When standing in front of the originals of some of my favourite painters, I’m struck by the directness of the brushwork; it never looks either hesitant or laboured. I don’t know for sure, but I feel that Cezanne rarely worked for long on one of his landscapes, they look to be done in a sitting or two. I’m less sure about the still lifes, but they also look fresh and immediate.
When I, as an intermediate painter, try to imitate that direct approach, I quickly lose my way. Spontaneous brush work comes form knowing your subject and mastery of technique.
Still, none of my role models were born with that confidence, and it is heartening to see how many ‘wrong’ turns established painters have taken before they hit their stride.
At the beginning of his career, one of my favourite artists, Jeroen Krabbé, painted some OK seascapes, still lifes, and portraits. They were indistinguishable from other beginning artists. Looking at an overview of his work to date, it took some 10 years of painting for his unique vision to emerge. During that time you can clearly see the influences of other artists in his early work, until at some point these all get integrated into his particular way of working.
I avoid using the word ‘style’ here because it implies something superficial, whereas, mature artists work at a profound level of interconnected disciplines. This includes having developed a solid visual and technical vocabulary. While ‘style’, on the other hand is simply something a lot of painters stick on to their work as a way to distinguish themselves in the market arena.
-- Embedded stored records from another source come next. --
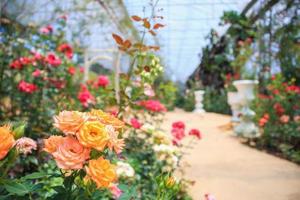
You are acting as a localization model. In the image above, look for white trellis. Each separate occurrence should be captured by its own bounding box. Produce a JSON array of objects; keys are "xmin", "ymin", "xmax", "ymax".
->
[{"xmin": 84, "ymin": 49, "xmax": 121, "ymax": 104}]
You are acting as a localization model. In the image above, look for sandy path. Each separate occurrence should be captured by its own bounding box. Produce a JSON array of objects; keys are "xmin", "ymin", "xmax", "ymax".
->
[{"xmin": 162, "ymin": 109, "xmax": 300, "ymax": 200}]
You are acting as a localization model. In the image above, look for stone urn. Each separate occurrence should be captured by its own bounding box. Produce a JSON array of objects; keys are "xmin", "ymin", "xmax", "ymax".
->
[
  {"xmin": 227, "ymin": 92, "xmax": 241, "ymax": 122},
  {"xmin": 233, "ymin": 80, "xmax": 259, "ymax": 138},
  {"xmin": 194, "ymin": 90, "xmax": 205, "ymax": 114}
]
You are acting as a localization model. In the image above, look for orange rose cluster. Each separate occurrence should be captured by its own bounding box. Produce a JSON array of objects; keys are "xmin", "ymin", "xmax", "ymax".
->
[
  {"xmin": 44, "ymin": 109, "xmax": 125, "ymax": 188},
  {"xmin": 0, "ymin": 125, "xmax": 15, "ymax": 160}
]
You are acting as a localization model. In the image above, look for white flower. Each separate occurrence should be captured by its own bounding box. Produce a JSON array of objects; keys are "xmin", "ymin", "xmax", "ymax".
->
[{"xmin": 116, "ymin": 161, "xmax": 135, "ymax": 178}]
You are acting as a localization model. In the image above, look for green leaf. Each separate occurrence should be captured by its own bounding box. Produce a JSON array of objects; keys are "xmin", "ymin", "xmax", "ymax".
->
[
  {"xmin": 3, "ymin": 181, "xmax": 30, "ymax": 196},
  {"xmin": 21, "ymin": 172, "xmax": 47, "ymax": 180}
]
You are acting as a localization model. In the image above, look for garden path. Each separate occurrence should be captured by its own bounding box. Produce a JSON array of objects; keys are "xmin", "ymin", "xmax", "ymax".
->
[{"xmin": 162, "ymin": 109, "xmax": 300, "ymax": 200}]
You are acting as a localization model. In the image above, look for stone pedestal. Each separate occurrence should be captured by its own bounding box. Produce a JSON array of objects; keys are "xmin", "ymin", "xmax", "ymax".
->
[
  {"xmin": 194, "ymin": 90, "xmax": 205, "ymax": 114},
  {"xmin": 233, "ymin": 80, "xmax": 259, "ymax": 138},
  {"xmin": 227, "ymin": 92, "xmax": 241, "ymax": 122}
]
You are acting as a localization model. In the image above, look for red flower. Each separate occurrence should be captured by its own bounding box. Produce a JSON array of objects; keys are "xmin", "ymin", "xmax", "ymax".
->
[
  {"xmin": 273, "ymin": 103, "xmax": 285, "ymax": 116},
  {"xmin": 32, "ymin": 69, "xmax": 41, "ymax": 77},
  {"xmin": 130, "ymin": 118, "xmax": 142, "ymax": 129},
  {"xmin": 189, "ymin": 129, "xmax": 201, "ymax": 139},
  {"xmin": 45, "ymin": 53, "xmax": 61, "ymax": 67},
  {"xmin": 138, "ymin": 100, "xmax": 166, "ymax": 112},
  {"xmin": 18, "ymin": 81, "xmax": 38, "ymax": 93},
  {"xmin": 40, "ymin": 25, "xmax": 53, "ymax": 34},
  {"xmin": 57, "ymin": 43, "xmax": 73, "ymax": 59},
  {"xmin": 10, "ymin": 59, "xmax": 23, "ymax": 69},
  {"xmin": 172, "ymin": 139, "xmax": 180, "ymax": 146},
  {"xmin": 171, "ymin": 128, "xmax": 185, "ymax": 141},
  {"xmin": 172, "ymin": 121, "xmax": 185, "ymax": 130},
  {"xmin": 259, "ymin": 113, "xmax": 269, "ymax": 127},
  {"xmin": 10, "ymin": 57, "xmax": 33, "ymax": 69},
  {"xmin": 272, "ymin": 89, "xmax": 280, "ymax": 95},
  {"xmin": 96, "ymin": 75, "xmax": 109, "ymax": 87},
  {"xmin": 59, "ymin": 15, "xmax": 68, "ymax": 21},
  {"xmin": 286, "ymin": 85, "xmax": 300, "ymax": 94},
  {"xmin": 68, "ymin": 67, "xmax": 76, "ymax": 75},
  {"xmin": 77, "ymin": 85, "xmax": 95, "ymax": 107}
]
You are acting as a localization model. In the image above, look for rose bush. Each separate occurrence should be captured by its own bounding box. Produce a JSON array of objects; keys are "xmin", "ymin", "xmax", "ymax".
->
[{"xmin": 254, "ymin": 74, "xmax": 300, "ymax": 163}]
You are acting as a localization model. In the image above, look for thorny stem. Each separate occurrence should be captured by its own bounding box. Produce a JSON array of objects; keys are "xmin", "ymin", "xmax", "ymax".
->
[{"xmin": 118, "ymin": 0, "xmax": 160, "ymax": 117}]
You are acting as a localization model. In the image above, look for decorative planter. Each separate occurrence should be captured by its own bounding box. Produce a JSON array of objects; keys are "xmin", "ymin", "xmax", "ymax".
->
[
  {"xmin": 233, "ymin": 80, "xmax": 259, "ymax": 138},
  {"xmin": 194, "ymin": 90, "xmax": 205, "ymax": 114},
  {"xmin": 227, "ymin": 92, "xmax": 241, "ymax": 122}
]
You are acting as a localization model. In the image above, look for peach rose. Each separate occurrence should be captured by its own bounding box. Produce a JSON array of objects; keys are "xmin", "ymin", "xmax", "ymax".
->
[
  {"xmin": 106, "ymin": 125, "xmax": 125, "ymax": 154},
  {"xmin": 53, "ymin": 111, "xmax": 87, "ymax": 135},
  {"xmin": 280, "ymin": 115, "xmax": 290, "ymax": 124},
  {"xmin": 0, "ymin": 125, "xmax": 15, "ymax": 160},
  {"xmin": 85, "ymin": 157, "xmax": 117, "ymax": 188},
  {"xmin": 89, "ymin": 109, "xmax": 125, "ymax": 130},
  {"xmin": 77, "ymin": 121, "xmax": 109, "ymax": 151},
  {"xmin": 51, "ymin": 136, "xmax": 90, "ymax": 170},
  {"xmin": 43, "ymin": 135, "xmax": 64, "ymax": 153}
]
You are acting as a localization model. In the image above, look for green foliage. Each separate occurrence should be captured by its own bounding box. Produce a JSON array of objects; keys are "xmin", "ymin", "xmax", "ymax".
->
[
  {"xmin": 203, "ymin": 87, "xmax": 231, "ymax": 114},
  {"xmin": 156, "ymin": 81, "xmax": 178, "ymax": 110}
]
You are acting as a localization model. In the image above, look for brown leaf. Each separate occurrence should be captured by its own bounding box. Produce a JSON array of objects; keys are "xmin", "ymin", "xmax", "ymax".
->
[
  {"xmin": 123, "ymin": 40, "xmax": 132, "ymax": 49},
  {"xmin": 143, "ymin": 20, "xmax": 151, "ymax": 29},
  {"xmin": 149, "ymin": 45, "xmax": 160, "ymax": 51},
  {"xmin": 112, "ymin": 33, "xmax": 123, "ymax": 45},
  {"xmin": 131, "ymin": 15, "xmax": 142, "ymax": 21},
  {"xmin": 153, "ymin": 23, "xmax": 165, "ymax": 30},
  {"xmin": 149, "ymin": 30, "xmax": 156, "ymax": 36}
]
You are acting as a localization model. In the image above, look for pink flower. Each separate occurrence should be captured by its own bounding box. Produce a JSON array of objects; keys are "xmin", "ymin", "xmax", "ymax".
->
[
  {"xmin": 32, "ymin": 52, "xmax": 44, "ymax": 61},
  {"xmin": 15, "ymin": 137, "xmax": 37, "ymax": 155},
  {"xmin": 96, "ymin": 75, "xmax": 109, "ymax": 87},
  {"xmin": 110, "ymin": 184, "xmax": 122, "ymax": 199},
  {"xmin": 77, "ymin": 85, "xmax": 95, "ymax": 107},
  {"xmin": 189, "ymin": 129, "xmax": 201, "ymax": 139},
  {"xmin": 57, "ymin": 43, "xmax": 73, "ymax": 59},
  {"xmin": 18, "ymin": 80, "xmax": 38, "ymax": 93},
  {"xmin": 40, "ymin": 25, "xmax": 53, "ymax": 34},
  {"xmin": 130, "ymin": 118, "xmax": 142, "ymax": 129},
  {"xmin": 68, "ymin": 67, "xmax": 76, "ymax": 75},
  {"xmin": 144, "ymin": 84, "xmax": 155, "ymax": 97},
  {"xmin": 45, "ymin": 53, "xmax": 61, "ymax": 67},
  {"xmin": 80, "ymin": 67, "xmax": 84, "ymax": 73},
  {"xmin": 294, "ymin": 115, "xmax": 300, "ymax": 122},
  {"xmin": 172, "ymin": 121, "xmax": 185, "ymax": 130},
  {"xmin": 138, "ymin": 100, "xmax": 166, "ymax": 112},
  {"xmin": 32, "ymin": 69, "xmax": 41, "ymax": 77},
  {"xmin": 171, "ymin": 128, "xmax": 185, "ymax": 141},
  {"xmin": 280, "ymin": 115, "xmax": 290, "ymax": 124},
  {"xmin": 205, "ymin": 193, "xmax": 216, "ymax": 200}
]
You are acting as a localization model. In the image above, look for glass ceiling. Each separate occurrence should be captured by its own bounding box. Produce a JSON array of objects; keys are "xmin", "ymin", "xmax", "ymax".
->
[
  {"xmin": 124, "ymin": 0, "xmax": 249, "ymax": 83},
  {"xmin": 3, "ymin": 0, "xmax": 249, "ymax": 83}
]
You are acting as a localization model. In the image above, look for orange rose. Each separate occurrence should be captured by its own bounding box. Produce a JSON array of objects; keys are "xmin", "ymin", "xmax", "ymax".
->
[
  {"xmin": 85, "ymin": 157, "xmax": 117, "ymax": 188},
  {"xmin": 77, "ymin": 121, "xmax": 109, "ymax": 151},
  {"xmin": 53, "ymin": 111, "xmax": 87, "ymax": 135},
  {"xmin": 0, "ymin": 125, "xmax": 15, "ymax": 160},
  {"xmin": 51, "ymin": 136, "xmax": 90, "ymax": 170},
  {"xmin": 89, "ymin": 109, "xmax": 125, "ymax": 130},
  {"xmin": 43, "ymin": 135, "xmax": 64, "ymax": 153}
]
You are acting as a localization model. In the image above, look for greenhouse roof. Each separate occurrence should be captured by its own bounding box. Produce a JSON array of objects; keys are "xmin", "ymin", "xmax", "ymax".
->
[{"xmin": 3, "ymin": 0, "xmax": 250, "ymax": 83}]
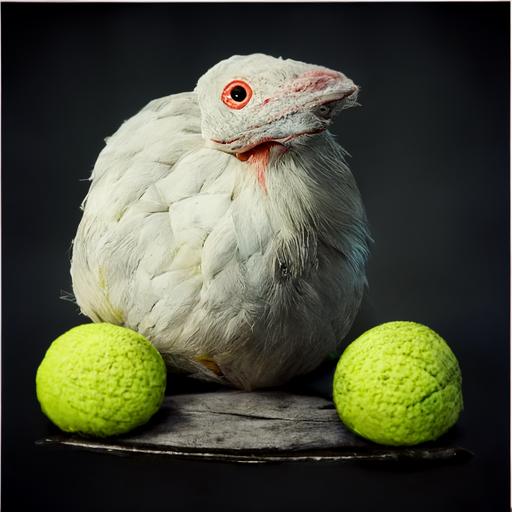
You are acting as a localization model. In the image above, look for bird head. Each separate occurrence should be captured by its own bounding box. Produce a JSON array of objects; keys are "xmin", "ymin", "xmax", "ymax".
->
[{"xmin": 195, "ymin": 54, "xmax": 358, "ymax": 161}]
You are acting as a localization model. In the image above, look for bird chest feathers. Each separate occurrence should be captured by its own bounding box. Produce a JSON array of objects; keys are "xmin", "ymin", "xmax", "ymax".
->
[{"xmin": 71, "ymin": 54, "xmax": 370, "ymax": 390}]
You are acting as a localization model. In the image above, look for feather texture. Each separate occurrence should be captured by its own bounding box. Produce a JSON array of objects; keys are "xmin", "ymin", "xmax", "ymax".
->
[{"xmin": 71, "ymin": 54, "xmax": 370, "ymax": 390}]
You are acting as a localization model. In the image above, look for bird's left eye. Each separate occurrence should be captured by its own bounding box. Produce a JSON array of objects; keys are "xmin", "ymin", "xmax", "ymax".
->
[{"xmin": 221, "ymin": 80, "xmax": 253, "ymax": 109}]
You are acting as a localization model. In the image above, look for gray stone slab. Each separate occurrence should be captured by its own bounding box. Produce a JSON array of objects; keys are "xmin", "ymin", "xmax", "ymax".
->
[{"xmin": 37, "ymin": 391, "xmax": 471, "ymax": 463}]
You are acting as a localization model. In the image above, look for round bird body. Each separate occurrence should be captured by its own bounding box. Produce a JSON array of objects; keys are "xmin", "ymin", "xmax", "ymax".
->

The painters who every generation of artists take as examples, evolve and grow, as does their, (ok this once), ‘style’. But the change in appearance and approach is part of an organic development and transformation taking place within the individual artist. It can’t help but be influenced by the times, but most painters whose work has become timeless have gone beyond the style of the day to find their own truth. And it is this truth which some of us aspiring painters respond to so deeply.